2. Set deadlines and stick to them. Having a timeline will help you stay on track by providing a sense of urgency.
3. Find your motivation. Why do you want to achieve this goal? Write it down and keep it somewhere visible to remind yourself of your purpose.
4. Change your environment. If your home is cluttered and messy, it’s no wonder that you can’t focus on anything. Make sure your workspace is clean, organized, and comfortable so that you can actually enjoy the process.
5. Take breaks. Don’t try to force yourself to work for hours on end – allow yourself some time to relax in between tasks. Just make sure you get back to work once your break is over!
Overeating is another widespread problem that affects millions of people around the world. Whether you struggle with binge eating disorder or simply can’t resist finishing everything on your plate, overeating usually leads to feelings of guilt, low self-esteem, and anxiety. Not to mention the various health problems it can cause in the long run, like obesity, heart disease, and diabetes.

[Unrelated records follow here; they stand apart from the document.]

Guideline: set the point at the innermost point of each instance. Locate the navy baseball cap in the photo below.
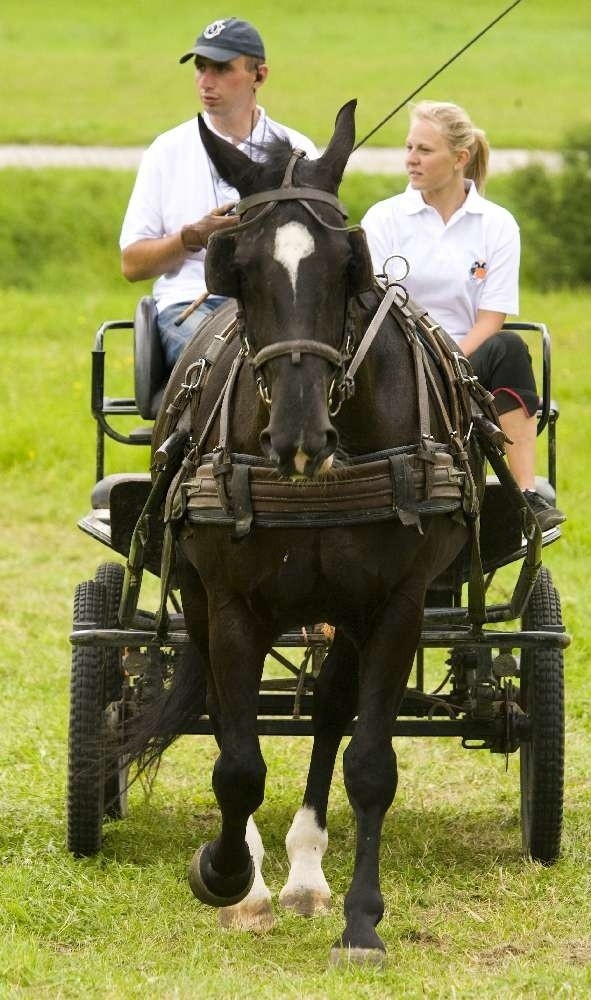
(226, 39)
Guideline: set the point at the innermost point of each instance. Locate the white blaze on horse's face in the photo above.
(293, 242)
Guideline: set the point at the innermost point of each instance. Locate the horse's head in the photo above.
(293, 265)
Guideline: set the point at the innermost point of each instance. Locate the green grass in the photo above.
(108, 73)
(465, 915)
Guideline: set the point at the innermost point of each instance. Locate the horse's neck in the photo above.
(383, 412)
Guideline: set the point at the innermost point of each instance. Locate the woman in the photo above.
(463, 252)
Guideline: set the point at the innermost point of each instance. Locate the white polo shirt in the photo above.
(177, 184)
(456, 268)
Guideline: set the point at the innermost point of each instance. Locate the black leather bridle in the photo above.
(340, 387)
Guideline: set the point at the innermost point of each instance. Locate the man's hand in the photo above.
(195, 236)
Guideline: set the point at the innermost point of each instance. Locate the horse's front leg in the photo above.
(222, 872)
(369, 765)
(306, 891)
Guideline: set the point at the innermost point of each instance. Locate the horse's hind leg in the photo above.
(370, 772)
(335, 703)
(222, 872)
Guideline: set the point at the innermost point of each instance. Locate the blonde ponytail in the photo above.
(459, 133)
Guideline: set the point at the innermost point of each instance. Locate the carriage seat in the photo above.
(148, 359)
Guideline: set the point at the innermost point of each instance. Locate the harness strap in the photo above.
(290, 194)
(371, 332)
(296, 348)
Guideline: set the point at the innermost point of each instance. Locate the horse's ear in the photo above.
(221, 273)
(231, 163)
(361, 274)
(333, 161)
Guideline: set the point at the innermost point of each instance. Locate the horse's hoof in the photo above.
(256, 916)
(214, 889)
(340, 955)
(305, 902)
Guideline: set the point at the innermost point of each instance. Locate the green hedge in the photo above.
(61, 226)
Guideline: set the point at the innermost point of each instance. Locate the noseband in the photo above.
(341, 387)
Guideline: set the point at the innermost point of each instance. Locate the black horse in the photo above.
(302, 401)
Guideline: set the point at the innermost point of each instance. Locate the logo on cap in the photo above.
(214, 29)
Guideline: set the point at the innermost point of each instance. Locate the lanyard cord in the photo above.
(433, 75)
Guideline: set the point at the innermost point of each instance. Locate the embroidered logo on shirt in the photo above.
(214, 29)
(479, 270)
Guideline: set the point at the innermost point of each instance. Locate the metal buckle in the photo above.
(459, 363)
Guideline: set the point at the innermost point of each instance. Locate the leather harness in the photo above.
(426, 478)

Luckily, there are many ways in which you can stop overeating for good. Here are a few tips to get you started:
1. Be mindful of your eating habits. Pay attention to when, why, and how much you eat. This will help you identify your triggers and find more effective ways to deal with them.
2. Make sure you’re eating for the right reasons. Are you actually hungry, or are you just bored, stressed, or anxious? If it’s the latter, you need to find a different way to cope with your emotions instead of using food as a crutch.
3. Slow down. It takes around 20 minutes for the “full” signal from your stomach to reach your brain, so make an effort to eat more slowly and mindfully. This will help you feel satisfied with less food.
4. Avoid trigger foods. If there are certain foods that you can’t resist overeating, try to avoid them altogether. This doesn’t mean you have to deprive yourself – just make sure those foods are not easily accessible, so you’re not tempted to overeat.
5. Seek professional help. If you’ve been struggling with overeating for a long time and can’t seem to overcome it on your own, don’t hesitate to seek professional help. A therapist or counselor can help you understand the reasons underlying your eating habits and develop a plan to change them.